Reconstruction After Radiation
It sounds as if you are experiencing scar tissue around your implant (likely due to your history of radiation therapy). I generally do not recommend placement of implants after radiation because of an increased risk of scar tissue formation around you implant (also known as capsular contracture).
In my breast reconstruction practice, following XRT, I usually recommend autologous (tissue) reconstruction with excess abdominal tissue (DIEP flap) or back tissue (latissimus flap). The reason why I recommend autoloogus reconstruction following radiation is that the new tissue that is brought to the radiated site, I believe, brings new non-radiated soft tissue, new blood supply, and perhaps new healing potential to a radiated chest wall. Furthermore, a tissue-only reconstruction (DIEP flap) may not require a foreign body implant. Hence this eliminates any risk for foreign body (implant) scar tissue (post radiation capsular contracture). I believe a tissue-only reconstruction breast following radiation therapy will give my patient the best long lasting result.

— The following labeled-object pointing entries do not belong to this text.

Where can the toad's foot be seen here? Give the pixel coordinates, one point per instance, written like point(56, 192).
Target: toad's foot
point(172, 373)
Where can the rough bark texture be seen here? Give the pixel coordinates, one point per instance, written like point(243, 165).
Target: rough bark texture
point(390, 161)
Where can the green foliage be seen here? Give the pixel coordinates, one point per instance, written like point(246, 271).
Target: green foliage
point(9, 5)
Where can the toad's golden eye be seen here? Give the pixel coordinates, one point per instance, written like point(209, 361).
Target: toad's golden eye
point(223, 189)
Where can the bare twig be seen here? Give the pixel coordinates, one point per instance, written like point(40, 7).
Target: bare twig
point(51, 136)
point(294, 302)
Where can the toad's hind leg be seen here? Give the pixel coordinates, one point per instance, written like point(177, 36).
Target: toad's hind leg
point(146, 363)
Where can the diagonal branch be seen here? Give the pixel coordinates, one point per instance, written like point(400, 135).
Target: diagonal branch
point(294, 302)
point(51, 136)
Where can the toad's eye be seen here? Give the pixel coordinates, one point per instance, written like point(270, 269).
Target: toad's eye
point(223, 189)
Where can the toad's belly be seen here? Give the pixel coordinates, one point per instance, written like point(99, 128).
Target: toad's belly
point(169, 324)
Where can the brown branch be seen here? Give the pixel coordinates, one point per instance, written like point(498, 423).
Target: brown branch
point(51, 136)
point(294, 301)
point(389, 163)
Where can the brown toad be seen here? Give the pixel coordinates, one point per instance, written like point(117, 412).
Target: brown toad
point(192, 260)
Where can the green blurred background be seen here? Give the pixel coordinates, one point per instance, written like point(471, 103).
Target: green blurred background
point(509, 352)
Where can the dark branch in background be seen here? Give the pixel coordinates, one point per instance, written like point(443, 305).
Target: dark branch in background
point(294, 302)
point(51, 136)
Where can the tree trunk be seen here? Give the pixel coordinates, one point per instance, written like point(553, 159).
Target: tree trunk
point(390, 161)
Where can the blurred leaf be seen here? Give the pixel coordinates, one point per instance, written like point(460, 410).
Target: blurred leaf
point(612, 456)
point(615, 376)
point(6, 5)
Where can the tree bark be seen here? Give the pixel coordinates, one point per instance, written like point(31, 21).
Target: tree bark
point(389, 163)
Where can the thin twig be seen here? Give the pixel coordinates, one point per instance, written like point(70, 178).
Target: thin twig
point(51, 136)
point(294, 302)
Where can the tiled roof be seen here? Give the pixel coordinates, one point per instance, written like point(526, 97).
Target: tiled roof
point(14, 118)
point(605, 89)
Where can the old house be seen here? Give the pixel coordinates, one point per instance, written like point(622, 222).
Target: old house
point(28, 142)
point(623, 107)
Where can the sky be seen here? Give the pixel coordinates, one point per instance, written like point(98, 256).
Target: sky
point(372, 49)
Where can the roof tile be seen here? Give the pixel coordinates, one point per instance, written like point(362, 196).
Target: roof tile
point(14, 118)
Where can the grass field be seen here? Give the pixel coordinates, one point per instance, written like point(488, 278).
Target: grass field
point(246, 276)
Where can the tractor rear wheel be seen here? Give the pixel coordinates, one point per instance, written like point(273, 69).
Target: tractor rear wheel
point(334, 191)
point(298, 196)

Web reference: http://www.breastreconstructionhouston.com
Capsular Contracture Post Radiation
It sounds as though you are having recurrent capsular contracture, an all too common problem in radiated patients. Although fat grafting can be used to improve the contour of an implant reconstruction, you will most likely benefit from a tissue (autologous) reconstruction. There are multiple options DIEP/TRAM (abdomen), SGAP/IGAP (buttock), TUG (inner thigh), or latissimus (back) tissues.
I wish you a safe and healthy recovery.